From periodic checks to Ariba SRM risk scores with D&B/OFAC feeds and routed reviews

Overview

A medical device firm vetted suppliers thoroughly at onboarding but had little continuous visibility into changing risk signals. Financial stress, sanctions changes, and adverse news surfaced late—often near renewals or when quality issues appeared—forcing emergency re-sourcing. Intelligex connected external risk feeds to the firm’s Supplier Relationship Management (SRM) platform, standardized supplier identity, and stood up a scored dashboard with thresholds that routed items to Procurement and Compliance for review. Issues began surfacing early, the review process became predictable, and sourcing decisions carried a clear audit trail.

Client Profile

• Industry: Medical devices and diagnostics
• Company size: Global manufacturer with multi-tier supply base
• Stage: Mature quality system formalizing continuous supplier risk monitoring
• Department owner: Procurement, Supply Chain & Logistics
• Other stakeholders: Supplier Quality Engineering (SQE), Quality/Regulatory, Compliance, Legal, Finance, IT/Security, Internal Audit, Regional Sourcing Teams

The Challenge

Supplier onboarding included diligence on financial stability, sanctions screening, and quality certifications. After approval, monitoring relaxed into periodic reviews driven by renewal dates or incident reports. Risk indicators were scattered: a finance analyst kept a watchlist, Compliance checked sanctions lists irregularly, and regional teams tracked news about key suppliers informally. Changes in ownership, legal status, or credit health did not consistently reach the SRM record.

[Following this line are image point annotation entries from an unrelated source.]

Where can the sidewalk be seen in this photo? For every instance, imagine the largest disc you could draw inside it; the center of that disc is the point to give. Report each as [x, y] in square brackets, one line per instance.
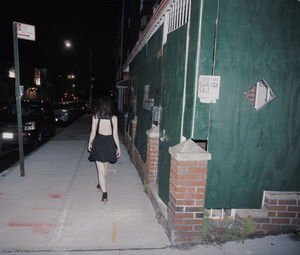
[56, 208]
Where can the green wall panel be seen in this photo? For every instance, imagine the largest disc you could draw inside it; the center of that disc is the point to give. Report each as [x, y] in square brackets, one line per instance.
[173, 77]
[147, 68]
[253, 151]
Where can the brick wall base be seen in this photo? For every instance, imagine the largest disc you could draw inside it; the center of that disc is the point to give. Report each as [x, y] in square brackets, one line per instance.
[187, 192]
[280, 213]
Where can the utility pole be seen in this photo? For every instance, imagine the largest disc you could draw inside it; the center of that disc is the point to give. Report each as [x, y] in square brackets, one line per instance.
[26, 32]
[18, 99]
[91, 77]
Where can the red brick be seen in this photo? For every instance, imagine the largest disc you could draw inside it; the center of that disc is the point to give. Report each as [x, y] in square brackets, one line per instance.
[184, 215]
[197, 170]
[185, 202]
[194, 209]
[178, 222]
[287, 202]
[295, 221]
[271, 214]
[276, 207]
[199, 202]
[194, 196]
[187, 163]
[262, 220]
[179, 195]
[270, 201]
[286, 214]
[294, 208]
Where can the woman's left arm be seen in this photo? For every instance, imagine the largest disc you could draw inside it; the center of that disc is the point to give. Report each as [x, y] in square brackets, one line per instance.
[116, 135]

When issues surfaced—an adverse media report, a sanctions listing, or a drop in a supplier’s financial health—they arrived via email threads with screenshots and links. Decisions about holds, additional audits, or alternate sourcing required urgent alignment across Procurement, Supplier Quality, and Compliance. Evidence and rationale lived in attachments, not in a system of record. The lack of a continuous, governed view led to last-minute surprises and avoidable disruptions.

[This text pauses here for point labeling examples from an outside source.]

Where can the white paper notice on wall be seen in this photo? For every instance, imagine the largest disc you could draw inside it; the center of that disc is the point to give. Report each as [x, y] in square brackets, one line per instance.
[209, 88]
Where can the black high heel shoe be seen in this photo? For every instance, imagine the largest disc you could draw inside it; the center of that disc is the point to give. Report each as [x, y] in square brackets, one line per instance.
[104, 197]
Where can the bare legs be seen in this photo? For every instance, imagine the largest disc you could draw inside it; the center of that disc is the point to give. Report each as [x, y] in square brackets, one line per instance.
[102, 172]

Regulatory scrutiny raised the stakes. The company’s quality system aligned to medical device standards and supplier controls, but the monitoring process did not provide a consistent mechanism for detecting changes and documenting responses. Leadership wanted a single, scored view of supplier risk, tied to the SRM record, with clear thresholds and routing that met audit expectations without introducing a new system for day-to-day buyers.

Why It Was Happening

Each function monitored a slice of risk with its own tools. Finance reviewed credit and payment behavior. Compliance checked sanctions and watchlists. Quality tracked certifications and audit outcomes. There was no common identity for suppliers across feeds, so signals could not be tied confidently to a single record. Without thresholds, reviews were driven by inboxes and anecdotes instead of a shared policy.

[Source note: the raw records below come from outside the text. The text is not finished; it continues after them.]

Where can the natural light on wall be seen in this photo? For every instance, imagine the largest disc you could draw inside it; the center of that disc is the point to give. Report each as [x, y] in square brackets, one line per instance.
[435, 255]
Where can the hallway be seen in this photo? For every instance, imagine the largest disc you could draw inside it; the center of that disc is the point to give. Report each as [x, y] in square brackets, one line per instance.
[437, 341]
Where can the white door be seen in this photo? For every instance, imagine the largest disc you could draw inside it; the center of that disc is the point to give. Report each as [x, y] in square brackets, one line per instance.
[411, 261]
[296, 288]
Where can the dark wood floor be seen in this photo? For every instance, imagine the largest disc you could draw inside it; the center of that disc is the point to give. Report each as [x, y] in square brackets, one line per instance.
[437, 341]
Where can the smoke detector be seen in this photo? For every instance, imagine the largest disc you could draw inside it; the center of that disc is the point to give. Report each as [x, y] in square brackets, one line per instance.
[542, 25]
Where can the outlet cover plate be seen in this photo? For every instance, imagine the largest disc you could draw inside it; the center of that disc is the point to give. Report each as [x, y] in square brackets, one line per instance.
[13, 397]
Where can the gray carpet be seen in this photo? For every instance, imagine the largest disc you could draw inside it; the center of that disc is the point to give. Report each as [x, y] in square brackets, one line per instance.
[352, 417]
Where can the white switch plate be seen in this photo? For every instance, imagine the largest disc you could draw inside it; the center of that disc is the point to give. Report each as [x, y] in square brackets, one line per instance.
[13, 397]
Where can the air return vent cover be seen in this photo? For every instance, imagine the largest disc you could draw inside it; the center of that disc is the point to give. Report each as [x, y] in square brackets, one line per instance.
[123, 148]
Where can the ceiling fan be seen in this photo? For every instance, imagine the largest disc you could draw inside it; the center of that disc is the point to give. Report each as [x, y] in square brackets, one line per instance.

The SRM captured onboarding artifacts and performance metrics, but it was not wired to external signals on a steady cadence. Data arrived in bulk at renewal time or as one-off checks. Decisions and exceptions were captured in meetings or emails rather than linked to the supplier profile. The result was reactive risk management and rework when downstream teams needed to trace decisions.

The Solution

Intelligex implemented a continuous monitoring layer that connected external feeds for financial health, sanctions, and adverse news to the SRM. Supplier identities were standardized and mapped to corporate family trees. A scoring engine translated signals into a simple risk score with clear thresholds. Items crossing thresholds created review tasks for Procurement and Compliance, and all evidence and decisions were attached to the SRM record. Dashboards provided a portfolio view with drill-down to supporting details. The approach integrated with existing tools, emphasized human decision-making, and created repeatable governance.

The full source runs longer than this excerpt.